Instead jailers apparently treated him as a common criminal, ignoring his ravings and responding to his wild acts by dousing him with pepper spray and Tasering him.

After they moved him into the padded “safety cell,” the former Orland High lineman charged into the wall head first, breaking his neck and rendering himself quadriplegic. For eight hours or more he lay immobile on the floor, while jailers ignored his pleas for help and protestations that he was paralyzed.

Now, despite assertions by two experts that Cabral was insane at the time of the alleged attack, the county insists on trying him for attempted murder.

E-R’s commission omission
In a May 26 interview with Steve Bertagna, titled “Bertagna worries planners are stressed out,” Enterprise-Record reporter Jenn Klein talked with the city councilman about the decision by Patrick Murphy, a senior planner with the city, to quit his job and tour the world. The reason Murphy left, Bertagna said, was because a dysfunctional process and a nitpicky Planning Commission were driving out talented people.

In an editorial the next day, the E-R, which has been on a jihad against the commission—and especially Chairman Jon Luvaas—for some time, lambasted a commission whose meetings “are looking more and more like a scene from the Inquisition” and a development process that “sends a message to everyone in the building industry … that the city is going to make their lives difficult.” The editorial went on to suggest that Murphy had left because of “the turmoil.”

But, Murphy told the CN&R, before the stories appeared Klein had “posed the question” of whether he was leaving because of problems with the Planning Commission, and he’d told her no.

Say what?!?
Speaking of Steve Bertagna and his thoughts about the city Planning Commission, the jocular councilman had something else interesting to say. “It’s chaos. I’ve never ever in my 11 years on the council seen anything close to this,” he told the CN&R in June. Then he went on to say the commission should either be disbanded altogether or turned over to longtime Commissioner Kirk Monfort as a commission of one.

Which raises the question: Hey, Steve, can there even be such a thing as a commission of one?

So much for generalist equity
Chico has embarked on an update of its general plan, a document that shapes decisions on how and where development takes place. Residents care how their neighborhoods grow, so the update process includes a wide range of ways people can give their input.

The City Council decided the best conduit for public opinion would be a General Plan Advisory Committee to vet the suggestions. It was important to councilmembers to select “generalists” for the GPAC—average citizens, not activists or other “stakeholders,” to ensure as wide a net as possible.

That’s why the council got flak when the committee it selected was composed of eight men and one woman. The first reaction was to make her the GPAC chairperson; then, just last week, two more women got added, joining two additional men. That upped the ratio to 10:3. You’ve come a long way, baby … or maybe not.

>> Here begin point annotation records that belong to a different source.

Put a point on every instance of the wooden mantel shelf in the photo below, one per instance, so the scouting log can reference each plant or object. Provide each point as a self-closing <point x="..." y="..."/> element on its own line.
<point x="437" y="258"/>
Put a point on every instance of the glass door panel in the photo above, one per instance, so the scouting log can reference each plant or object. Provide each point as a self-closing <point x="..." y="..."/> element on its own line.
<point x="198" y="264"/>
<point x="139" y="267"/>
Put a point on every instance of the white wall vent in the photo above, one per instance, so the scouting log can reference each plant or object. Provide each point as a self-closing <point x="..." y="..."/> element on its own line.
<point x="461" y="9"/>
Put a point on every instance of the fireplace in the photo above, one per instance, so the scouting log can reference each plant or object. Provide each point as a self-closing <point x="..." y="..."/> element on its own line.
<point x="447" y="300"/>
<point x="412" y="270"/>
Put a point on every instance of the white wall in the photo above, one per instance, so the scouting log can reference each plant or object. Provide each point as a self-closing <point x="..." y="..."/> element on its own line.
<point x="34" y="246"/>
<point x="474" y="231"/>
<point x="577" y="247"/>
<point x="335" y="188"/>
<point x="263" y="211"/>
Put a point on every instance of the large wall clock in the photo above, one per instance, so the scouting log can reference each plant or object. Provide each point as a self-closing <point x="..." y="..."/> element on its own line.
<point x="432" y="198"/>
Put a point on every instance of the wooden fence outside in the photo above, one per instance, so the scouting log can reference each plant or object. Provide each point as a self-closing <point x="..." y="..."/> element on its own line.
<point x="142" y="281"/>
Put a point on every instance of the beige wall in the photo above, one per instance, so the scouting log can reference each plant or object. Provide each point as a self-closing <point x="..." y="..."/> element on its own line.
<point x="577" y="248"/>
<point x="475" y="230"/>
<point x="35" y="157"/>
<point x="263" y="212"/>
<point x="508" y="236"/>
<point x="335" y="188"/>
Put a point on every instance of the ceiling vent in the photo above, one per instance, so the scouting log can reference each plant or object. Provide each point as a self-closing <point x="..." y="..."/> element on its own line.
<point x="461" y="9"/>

Tradewinds Court neighborhood

Blowing in the Tradewinds
Chico City Councilman Larry Wahl, a proud conservative, often argues against pulling the rug out from building-project applicants who follow the rules. He’s also quick to point out decisions and budget items he sees as wastes of taxpayer money. The Humboldt Dump embodies his pet peeves, and at the Oct. 2 meeting, when City Attorney Lori Barker asked for additional legal-defense funds, he complained that “the reason we’re here is a reversal by the majority of the previous council … against the advice of the city attorney.”

So it was particularly surprising an hour later when he made a motion that went against the advice of both Barker and Mayor Andy Holcombe, also an attorney—exposing the city to the same risk for litigation.

Wahl and progressives Scott Gruendl, Ann Schwab and rookie Mary Flynn made a far-reaching interpretation of “public interest” in deciding to deny a utility easement on Tradewinds Court. That prevented the property owner from going forward with remodeling plans previously approved by the city. Naturally, the next morning, her lawyer uttered the word “lawsuit” …

Nice try, dudette
Guy or gal? That’s what the Chico Area Recreation and Park District had to figure out when Tedra Thomsen wanted to play co-ed softball as a woman. Tedra, you see, is transgender, and in April she requested to be considered a female player.

Well, CARD was having none of that. Probably for the best—considering that females in co-ed softball typically use a harder ball than males (which, of course, travel much farther off the bat), the games would have gotten a bit boring with the 6-foot-4, muscular Tedra smacking dingers like Babe Ruth. Sorry, soft balls for you.